# Process the harvested data

Using the Trove Newspaper Harvester, I've downloaded the metadata from 19 million newspaper articles that were published on page one. The Harvester has saved all the metadata into a big (14.6gb) newline-delimited JSON file. In this notebook we'll process the JSON, extracting the fields we want into a CSV file. Then we'll use DuckDB to save the CSV as a (much smaller) parquet file, and create another parquet file that sums the word counts per page and category.

In [1]:
import csv
import json
import re
from pathlib import Path

import duckdb

## Save required columns to a CSV file

In [None]:
# Open up the ndjson file created by the Newspaper Harvester
with Path("data", "20230722015049", "results.ndjson").open() as json_file:

    # Open a CSV file for writing the filtered results
    with Path("front_pages.csv").open("w") as csv_file:
        csv_writer = csv.writer(csv_file)
        # Write the CSV column headers
        csv_writer.writerow(
            [
                "article_id",
                "title",
                "newspaper_id",
                "date",
                "category",
                "word_count",
                "page_id",
            ]
        )
        # Process the ndjson file line by line to avoid memory problems
        for line in json_file:
            # print(line)
            data = json.loads(line)
            try:
                # Articles in supplements can also have a page number of 1
                # These can be excluded by looking for an 'S' in the `pageSequence` field
                if str(data["pageSequence"]).endswith("S"):
                    continue
                # Select the fields we want to add tto the CSV
                row = [
                    data["id"],
                    data.get("heading", ""),
                    data["title"]["id"],
                    data["date"],
                    data["category"],
                    data["wordCount"],
                    re.search(r"\/page\/(\d+)$", data["trovePageUrl"]).group(1),
                ]
            except (TypeError, KeyError):
                # These are likely to be articles that are 'coming soon' with page links. Uncomment the next line to check
                # print(data)
                pass
            else:
                # Write the row of data
                csv_writer.writerow(row)

## Use DuckDB to create parquet files

The CSV file created by the step above is about 1.3gb.
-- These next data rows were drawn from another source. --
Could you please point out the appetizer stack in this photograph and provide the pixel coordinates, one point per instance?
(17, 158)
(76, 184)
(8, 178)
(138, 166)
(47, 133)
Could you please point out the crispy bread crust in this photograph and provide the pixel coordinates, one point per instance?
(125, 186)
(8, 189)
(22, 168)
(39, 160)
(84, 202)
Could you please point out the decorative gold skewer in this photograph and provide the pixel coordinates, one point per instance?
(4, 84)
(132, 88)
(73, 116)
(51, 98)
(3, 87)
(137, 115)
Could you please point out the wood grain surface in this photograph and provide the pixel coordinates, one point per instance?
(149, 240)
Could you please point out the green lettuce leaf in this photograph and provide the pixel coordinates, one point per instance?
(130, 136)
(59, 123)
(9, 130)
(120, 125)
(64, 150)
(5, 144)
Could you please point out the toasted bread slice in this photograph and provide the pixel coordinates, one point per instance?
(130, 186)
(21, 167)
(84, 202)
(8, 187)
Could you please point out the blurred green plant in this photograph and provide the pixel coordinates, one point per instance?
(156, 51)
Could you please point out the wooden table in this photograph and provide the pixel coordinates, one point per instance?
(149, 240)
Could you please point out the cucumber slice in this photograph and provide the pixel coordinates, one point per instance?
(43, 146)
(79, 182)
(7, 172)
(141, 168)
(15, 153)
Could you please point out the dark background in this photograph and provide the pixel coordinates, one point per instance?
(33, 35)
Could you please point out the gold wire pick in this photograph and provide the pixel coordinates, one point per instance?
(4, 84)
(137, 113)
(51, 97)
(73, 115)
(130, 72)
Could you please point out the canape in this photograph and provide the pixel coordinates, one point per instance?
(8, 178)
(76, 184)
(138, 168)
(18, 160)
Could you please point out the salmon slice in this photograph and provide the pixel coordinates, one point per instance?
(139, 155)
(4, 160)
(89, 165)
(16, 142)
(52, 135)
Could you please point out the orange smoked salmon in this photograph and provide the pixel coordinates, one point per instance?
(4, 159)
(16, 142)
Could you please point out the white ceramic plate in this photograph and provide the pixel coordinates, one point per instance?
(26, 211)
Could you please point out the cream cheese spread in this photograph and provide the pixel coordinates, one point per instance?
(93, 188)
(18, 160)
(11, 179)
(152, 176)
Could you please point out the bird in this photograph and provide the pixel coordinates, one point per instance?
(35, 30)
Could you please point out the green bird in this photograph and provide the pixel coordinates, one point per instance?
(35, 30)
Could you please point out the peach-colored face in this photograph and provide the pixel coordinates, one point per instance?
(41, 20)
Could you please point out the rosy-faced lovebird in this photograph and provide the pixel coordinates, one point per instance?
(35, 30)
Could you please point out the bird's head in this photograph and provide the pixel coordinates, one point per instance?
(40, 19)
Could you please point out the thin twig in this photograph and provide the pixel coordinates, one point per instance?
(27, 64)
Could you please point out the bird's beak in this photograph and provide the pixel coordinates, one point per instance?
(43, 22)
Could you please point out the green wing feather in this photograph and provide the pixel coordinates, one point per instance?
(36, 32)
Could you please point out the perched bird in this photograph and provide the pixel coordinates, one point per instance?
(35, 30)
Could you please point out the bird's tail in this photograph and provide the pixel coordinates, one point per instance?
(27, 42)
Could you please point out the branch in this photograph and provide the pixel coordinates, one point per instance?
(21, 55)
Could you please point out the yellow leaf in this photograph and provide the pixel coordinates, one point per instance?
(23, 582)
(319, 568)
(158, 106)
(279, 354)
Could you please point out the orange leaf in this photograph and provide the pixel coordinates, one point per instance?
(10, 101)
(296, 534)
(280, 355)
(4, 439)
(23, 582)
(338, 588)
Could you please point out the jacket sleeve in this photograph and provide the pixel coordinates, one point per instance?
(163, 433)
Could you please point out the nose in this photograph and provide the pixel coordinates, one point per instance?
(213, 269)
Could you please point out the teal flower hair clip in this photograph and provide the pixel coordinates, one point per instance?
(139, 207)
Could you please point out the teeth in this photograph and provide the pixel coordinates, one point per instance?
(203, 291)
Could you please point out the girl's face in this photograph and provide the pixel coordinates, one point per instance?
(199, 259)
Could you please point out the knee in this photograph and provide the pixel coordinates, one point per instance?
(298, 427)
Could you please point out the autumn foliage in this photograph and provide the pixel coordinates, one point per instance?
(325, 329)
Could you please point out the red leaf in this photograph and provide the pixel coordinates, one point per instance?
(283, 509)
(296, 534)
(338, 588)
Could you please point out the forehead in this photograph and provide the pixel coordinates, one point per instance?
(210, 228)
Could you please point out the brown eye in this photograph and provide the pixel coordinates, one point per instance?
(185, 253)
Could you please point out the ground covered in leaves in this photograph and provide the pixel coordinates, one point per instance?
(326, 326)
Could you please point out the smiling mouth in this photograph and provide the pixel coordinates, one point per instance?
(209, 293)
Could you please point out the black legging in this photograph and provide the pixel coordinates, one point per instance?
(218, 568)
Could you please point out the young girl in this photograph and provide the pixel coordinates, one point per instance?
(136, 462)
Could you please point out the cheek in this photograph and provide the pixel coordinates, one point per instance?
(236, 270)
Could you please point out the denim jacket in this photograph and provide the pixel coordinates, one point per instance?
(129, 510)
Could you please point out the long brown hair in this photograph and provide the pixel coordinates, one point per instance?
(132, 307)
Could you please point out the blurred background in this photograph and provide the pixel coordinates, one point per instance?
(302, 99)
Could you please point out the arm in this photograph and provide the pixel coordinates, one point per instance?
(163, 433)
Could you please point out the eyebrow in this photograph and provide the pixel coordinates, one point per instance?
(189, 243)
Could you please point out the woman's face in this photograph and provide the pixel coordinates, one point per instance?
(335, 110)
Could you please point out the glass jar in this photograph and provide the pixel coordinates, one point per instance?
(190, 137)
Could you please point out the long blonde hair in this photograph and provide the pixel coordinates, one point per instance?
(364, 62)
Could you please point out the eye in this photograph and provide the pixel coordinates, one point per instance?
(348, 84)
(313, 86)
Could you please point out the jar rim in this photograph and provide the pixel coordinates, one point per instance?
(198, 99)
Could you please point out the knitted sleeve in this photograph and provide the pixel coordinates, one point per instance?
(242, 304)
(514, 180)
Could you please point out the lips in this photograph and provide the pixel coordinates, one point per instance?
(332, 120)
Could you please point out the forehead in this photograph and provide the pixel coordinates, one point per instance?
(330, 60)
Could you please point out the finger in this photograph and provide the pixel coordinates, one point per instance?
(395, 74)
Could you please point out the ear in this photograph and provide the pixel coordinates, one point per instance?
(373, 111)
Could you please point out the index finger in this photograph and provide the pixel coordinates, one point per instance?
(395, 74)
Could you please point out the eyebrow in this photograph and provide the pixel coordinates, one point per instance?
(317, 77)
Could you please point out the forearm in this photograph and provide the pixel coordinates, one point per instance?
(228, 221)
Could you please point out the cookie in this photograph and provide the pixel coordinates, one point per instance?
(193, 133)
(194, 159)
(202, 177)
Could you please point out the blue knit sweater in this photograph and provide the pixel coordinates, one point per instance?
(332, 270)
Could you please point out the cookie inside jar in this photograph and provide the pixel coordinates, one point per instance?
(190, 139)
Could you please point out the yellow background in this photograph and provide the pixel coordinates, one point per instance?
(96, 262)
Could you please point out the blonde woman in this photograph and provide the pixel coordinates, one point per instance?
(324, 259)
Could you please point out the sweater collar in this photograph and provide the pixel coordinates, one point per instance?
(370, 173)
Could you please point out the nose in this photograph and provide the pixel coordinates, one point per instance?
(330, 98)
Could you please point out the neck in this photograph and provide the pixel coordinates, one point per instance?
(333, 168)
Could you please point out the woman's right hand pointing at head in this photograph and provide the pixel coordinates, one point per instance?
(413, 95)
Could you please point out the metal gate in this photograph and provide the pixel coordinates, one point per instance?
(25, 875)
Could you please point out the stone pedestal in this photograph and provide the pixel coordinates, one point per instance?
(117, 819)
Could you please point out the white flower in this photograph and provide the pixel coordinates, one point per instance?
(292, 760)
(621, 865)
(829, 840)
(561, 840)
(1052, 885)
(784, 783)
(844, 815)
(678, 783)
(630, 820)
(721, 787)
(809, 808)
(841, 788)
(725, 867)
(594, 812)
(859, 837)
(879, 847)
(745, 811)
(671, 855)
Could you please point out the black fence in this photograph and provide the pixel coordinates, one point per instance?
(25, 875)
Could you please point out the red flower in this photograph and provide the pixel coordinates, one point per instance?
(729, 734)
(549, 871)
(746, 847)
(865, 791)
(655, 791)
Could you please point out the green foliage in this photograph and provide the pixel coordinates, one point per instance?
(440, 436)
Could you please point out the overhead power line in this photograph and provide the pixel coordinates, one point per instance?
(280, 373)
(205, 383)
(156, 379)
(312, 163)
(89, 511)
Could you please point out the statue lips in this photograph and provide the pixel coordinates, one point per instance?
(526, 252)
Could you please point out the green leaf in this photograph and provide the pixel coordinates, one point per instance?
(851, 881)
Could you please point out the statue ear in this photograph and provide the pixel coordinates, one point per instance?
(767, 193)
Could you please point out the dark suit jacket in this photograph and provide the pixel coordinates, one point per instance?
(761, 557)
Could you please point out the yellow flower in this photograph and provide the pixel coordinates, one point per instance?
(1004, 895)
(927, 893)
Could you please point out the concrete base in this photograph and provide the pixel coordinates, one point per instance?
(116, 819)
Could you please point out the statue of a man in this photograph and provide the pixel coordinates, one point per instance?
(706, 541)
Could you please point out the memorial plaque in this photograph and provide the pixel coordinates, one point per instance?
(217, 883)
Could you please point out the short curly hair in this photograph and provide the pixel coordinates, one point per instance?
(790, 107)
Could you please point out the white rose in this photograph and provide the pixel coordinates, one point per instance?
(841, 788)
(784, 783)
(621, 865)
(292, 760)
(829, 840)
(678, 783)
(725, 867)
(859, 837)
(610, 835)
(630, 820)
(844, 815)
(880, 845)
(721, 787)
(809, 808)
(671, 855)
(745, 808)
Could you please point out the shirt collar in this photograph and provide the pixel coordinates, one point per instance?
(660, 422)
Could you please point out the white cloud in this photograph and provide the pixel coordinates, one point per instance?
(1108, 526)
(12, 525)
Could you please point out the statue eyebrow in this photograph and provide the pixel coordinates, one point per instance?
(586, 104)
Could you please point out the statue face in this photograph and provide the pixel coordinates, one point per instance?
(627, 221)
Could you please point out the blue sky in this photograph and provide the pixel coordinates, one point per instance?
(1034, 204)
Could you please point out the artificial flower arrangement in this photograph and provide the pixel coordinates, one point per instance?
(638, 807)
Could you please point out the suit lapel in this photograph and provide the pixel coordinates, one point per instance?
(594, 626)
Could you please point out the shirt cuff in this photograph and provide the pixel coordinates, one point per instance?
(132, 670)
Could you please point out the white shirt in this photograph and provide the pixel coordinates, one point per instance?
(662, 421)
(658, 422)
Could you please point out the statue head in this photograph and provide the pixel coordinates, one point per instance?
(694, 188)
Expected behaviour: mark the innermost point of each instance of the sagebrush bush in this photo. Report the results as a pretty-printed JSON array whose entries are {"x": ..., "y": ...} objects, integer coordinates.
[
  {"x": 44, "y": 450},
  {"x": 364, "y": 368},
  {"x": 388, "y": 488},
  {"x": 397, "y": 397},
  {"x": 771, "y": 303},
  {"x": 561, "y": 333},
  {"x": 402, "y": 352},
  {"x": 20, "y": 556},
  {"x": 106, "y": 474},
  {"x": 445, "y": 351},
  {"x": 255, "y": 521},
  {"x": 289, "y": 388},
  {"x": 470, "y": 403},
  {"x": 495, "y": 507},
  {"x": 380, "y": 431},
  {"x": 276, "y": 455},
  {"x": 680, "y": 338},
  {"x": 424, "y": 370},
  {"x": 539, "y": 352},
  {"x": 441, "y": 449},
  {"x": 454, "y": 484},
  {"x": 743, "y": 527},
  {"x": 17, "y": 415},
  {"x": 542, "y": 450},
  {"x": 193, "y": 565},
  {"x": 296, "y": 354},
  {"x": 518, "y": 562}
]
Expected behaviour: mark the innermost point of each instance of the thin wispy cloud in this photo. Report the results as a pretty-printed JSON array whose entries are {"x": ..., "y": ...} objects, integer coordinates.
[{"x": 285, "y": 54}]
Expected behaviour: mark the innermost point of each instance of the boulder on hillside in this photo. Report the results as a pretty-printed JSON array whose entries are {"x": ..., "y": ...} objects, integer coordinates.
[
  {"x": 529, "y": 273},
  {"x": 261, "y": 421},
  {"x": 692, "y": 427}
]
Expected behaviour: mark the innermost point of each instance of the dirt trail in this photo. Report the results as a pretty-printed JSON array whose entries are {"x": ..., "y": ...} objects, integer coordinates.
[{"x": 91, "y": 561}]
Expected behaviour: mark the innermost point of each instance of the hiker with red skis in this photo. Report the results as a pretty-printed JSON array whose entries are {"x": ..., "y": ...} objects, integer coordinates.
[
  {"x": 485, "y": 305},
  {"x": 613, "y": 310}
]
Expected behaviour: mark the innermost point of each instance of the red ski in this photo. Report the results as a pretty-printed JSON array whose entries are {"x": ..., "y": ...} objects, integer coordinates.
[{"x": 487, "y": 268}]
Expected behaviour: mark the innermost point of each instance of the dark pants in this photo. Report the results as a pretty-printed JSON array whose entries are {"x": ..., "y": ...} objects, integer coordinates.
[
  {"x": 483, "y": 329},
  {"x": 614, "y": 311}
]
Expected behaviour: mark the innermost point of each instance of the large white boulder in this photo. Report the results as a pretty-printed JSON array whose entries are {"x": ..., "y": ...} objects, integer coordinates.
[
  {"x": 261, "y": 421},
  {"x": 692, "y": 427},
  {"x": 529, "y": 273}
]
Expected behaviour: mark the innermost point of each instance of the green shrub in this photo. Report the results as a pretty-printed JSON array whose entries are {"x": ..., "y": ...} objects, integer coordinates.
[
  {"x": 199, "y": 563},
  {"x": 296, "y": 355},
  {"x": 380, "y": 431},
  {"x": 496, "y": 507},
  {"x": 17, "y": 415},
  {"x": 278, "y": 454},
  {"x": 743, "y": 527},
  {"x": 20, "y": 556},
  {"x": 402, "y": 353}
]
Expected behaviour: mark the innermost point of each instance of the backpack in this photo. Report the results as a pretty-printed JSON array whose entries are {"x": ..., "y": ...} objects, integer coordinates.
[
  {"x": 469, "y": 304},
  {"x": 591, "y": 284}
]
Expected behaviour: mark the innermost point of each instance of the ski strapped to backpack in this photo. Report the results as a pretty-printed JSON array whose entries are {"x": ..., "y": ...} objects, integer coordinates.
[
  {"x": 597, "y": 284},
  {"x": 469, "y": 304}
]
That's too big to easily share or use, so we'll convert it to a parquet file which will be much more compact. One way of doing this is to use a `COPY` statement with DuckDB.

In [None]:
# This just loads all the data from the CSV into DuckDB then saves it as a parquet file.
duckdb.sql(
    "COPY (SELECT * FROM read_csv('front_pages.csv', AUTO_DETECT=TRUE)) TO 'front_pages.parquet' (FORMAT 'PARQUET', CODEC 'ZSTD');"
)

What I'm really interested in is how the number of words in each of Trove's article categories varies over time – in particular how do the 'Advertising` and 'Article categories compare? To make this easier to explore, we'll use DuckDB to run an SQL query over the CSV data, grouping the results by page, newspaper, and category, and then adding together the word counts. What we'll end up with is a breakdown for each page, giving the total number of words in each category.

In [None]:
duckdb.sql(
    "COPY (SELECT date, page_id, newspaper_id, category, sum(word_count) AS total FROM read_csv('front_pages.csv', AUTO_DETECT=TRUE) GROUP BY date, page_id, newspaper_id, category) TO 'front_pages_totals.parquet' (FORMAT 'PARQUET', CODEC 'ZSTD');"
)